Another example of the big picture, Soska said, is the Hull House from Chicago.
Soska, on the surface, spoke about the demise of Hull House, a settlement house on the near west side of Chicago that opened its doors to European immigrants. Early social workers Jane Addams and Ellen Gates Starr founded the House in 1889, soon prompting other homeowners to do the same. One hundred and twenty-three years later, in January 2012, Hull House declared bankruptcy, giving its 300 employees only a week’s notice before it closed.
From 1889, Hull House had evolved into a multi-service organization and lost some of its involvement in community work. The House, which had been famous for socioeconomic and political advocacy — fighting for child labor laws, increased minimum wage and nondiscriminatory provision of public services — came to rely on government money and therefore had to be cautious that it did not “bite the hand that feeds them,” Soska said.

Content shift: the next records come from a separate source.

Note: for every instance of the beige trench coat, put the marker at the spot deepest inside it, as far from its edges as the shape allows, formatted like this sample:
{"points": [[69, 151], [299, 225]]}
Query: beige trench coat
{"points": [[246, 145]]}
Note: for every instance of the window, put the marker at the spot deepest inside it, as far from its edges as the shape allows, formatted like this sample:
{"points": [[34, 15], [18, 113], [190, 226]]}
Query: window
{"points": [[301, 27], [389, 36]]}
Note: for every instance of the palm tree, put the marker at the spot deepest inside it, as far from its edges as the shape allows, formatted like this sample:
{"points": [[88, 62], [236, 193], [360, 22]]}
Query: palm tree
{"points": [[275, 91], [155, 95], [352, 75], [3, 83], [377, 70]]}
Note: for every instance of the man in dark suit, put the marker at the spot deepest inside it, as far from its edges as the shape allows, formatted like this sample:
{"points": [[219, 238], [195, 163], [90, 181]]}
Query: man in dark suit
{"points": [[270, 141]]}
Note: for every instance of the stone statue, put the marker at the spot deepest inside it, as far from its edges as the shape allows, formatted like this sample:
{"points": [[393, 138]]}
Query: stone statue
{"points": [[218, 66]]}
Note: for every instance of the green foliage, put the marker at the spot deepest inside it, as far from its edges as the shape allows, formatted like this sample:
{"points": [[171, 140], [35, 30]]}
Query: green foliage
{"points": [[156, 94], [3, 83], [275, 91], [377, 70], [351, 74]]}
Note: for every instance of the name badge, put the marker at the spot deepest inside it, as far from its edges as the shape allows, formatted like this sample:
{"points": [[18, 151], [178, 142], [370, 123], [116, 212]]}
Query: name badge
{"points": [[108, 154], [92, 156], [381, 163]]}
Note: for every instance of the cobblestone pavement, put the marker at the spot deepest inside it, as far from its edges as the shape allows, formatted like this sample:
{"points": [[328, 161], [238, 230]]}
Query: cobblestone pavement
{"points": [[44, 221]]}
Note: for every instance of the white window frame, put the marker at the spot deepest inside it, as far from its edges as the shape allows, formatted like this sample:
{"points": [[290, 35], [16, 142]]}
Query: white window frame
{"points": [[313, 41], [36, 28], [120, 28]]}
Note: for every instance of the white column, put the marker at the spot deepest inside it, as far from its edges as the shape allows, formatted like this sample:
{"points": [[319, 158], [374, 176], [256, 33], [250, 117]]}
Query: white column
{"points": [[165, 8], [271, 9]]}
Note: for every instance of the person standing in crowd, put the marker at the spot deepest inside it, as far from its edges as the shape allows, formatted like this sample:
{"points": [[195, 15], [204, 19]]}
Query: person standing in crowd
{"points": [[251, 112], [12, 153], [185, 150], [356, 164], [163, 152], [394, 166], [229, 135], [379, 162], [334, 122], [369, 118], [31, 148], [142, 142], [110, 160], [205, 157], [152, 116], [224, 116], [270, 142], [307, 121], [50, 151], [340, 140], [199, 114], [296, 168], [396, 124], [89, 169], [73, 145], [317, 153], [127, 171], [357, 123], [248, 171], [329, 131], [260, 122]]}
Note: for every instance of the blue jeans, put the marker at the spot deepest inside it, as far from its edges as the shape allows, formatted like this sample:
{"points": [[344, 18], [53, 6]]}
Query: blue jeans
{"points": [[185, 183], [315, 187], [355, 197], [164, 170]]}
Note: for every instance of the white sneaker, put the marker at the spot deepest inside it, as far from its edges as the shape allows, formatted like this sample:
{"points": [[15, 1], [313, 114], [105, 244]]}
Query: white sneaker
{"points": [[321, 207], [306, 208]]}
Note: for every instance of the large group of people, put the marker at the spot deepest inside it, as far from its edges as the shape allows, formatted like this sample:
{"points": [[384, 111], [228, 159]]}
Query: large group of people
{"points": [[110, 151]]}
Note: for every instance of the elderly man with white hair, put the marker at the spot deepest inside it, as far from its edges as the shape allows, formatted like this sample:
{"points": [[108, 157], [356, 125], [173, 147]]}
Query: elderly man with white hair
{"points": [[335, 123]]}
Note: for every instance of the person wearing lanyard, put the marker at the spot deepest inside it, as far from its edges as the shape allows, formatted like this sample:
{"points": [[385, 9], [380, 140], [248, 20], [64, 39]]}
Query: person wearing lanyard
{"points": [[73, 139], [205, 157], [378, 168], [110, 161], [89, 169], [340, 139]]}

The House was slow to act when the government cut its budget. Soska talked about how the operators could not strike a balance between providing services and managing the business.
“I didn’t hear much out of the social work community about this. Where were we when this all happened?” Soska said.
Soska asked: can the work of the Hull House continue in Pittsburgh? The Hull House’s type of work falls under macro social work, looking at large systems like communities and organizations. According to Soska, only 8 percent of all Pitt social work students are studying in areas of macro practice this year. Usually, he said, Pitt has about 20 percent of students studying macro practice.
“We’ve tended to look at people as clients,” Soska said. “We’ve moved to looking at them as consumers, but what if we just think of the people we work with as the citizens we serve?”
The lecture series will have four additional speakers this academic year. The next comes from Noel Busch-Armendariz on Nov. 17 at noon in 2017 Cathedral and is entitled “Are Children and Women for Sale? Yes, and It’s a $150 Billion Industry.”
Soska emphasized the importance of working with communities. He said he wants social workers to return to the Hull House’s roots when the House was working with instead of for people. As social work moves toward commercialization, Soska explained how citizens are behaving as consumers, consuming the services rather than being part of them.
“Good social work and organization is when the task is done and the people say, ‘We did this ourselves,’” he said.
According to MSW professor Liz Winter, the Hull House and the cost of higher education are connected.
“I think it’s deeply significant at a time when we are looking at similar economic inequity as the time when the settlement houses emerged,” Winter said. “And we haven’t figured it out yet.”